Archaeological site in Wiltshire, England

Morgan's Hill Enclosure is an archaeological site in Wiltshire, England, on Morgan's Hill south-east of Calne, about 130 m north of the Wansdyke. It is a scheduled monument.

==Description==
The earthwork is a square, aligned west–east, with sides of length 180 m enclosing an area of about 3.25 ha), with a bank of height up to 0.6 m and width about 3 m. Outside the bank is a ditch of width about 4 m and depth up to 1 m. There are three entrances around the rectangle, but it is not known if these are original.

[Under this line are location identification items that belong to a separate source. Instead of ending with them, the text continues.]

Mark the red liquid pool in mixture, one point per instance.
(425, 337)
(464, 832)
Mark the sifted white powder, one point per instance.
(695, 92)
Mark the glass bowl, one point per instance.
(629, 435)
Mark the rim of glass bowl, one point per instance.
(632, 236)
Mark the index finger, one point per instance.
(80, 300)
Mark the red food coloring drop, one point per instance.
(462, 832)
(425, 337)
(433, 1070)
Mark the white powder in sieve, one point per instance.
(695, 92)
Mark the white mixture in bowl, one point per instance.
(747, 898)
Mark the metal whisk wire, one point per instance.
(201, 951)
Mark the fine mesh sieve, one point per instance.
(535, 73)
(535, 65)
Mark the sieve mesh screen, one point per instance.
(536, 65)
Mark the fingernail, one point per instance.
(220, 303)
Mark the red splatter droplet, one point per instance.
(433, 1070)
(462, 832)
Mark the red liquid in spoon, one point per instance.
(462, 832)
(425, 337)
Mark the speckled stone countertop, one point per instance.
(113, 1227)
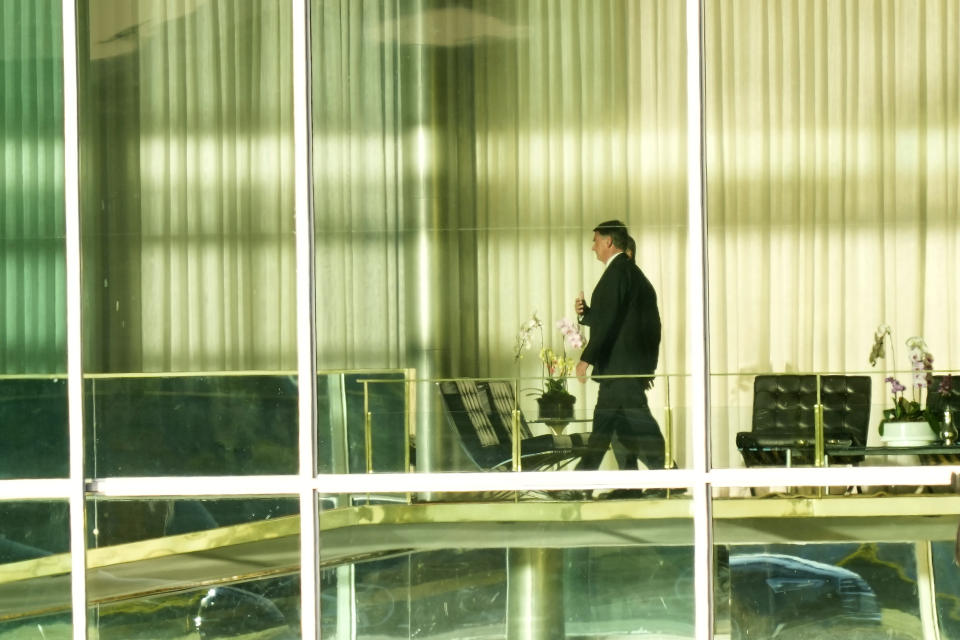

There was some excavation in 1909: some medieval pottery was found at the surface, but nothing was found that could clearly relate to its original construction.

===Purpose===
Enclosures like this are considered to show evidence of agricultural practices, from the Neolithic period to the Romano-British period; they were stock pens or protected areas for crops. Several comparable enclosures are known in the area of the Avebury prehistoric complex, about 4 mi to the east, which was in use in the Neolithic period and early Bronze Age.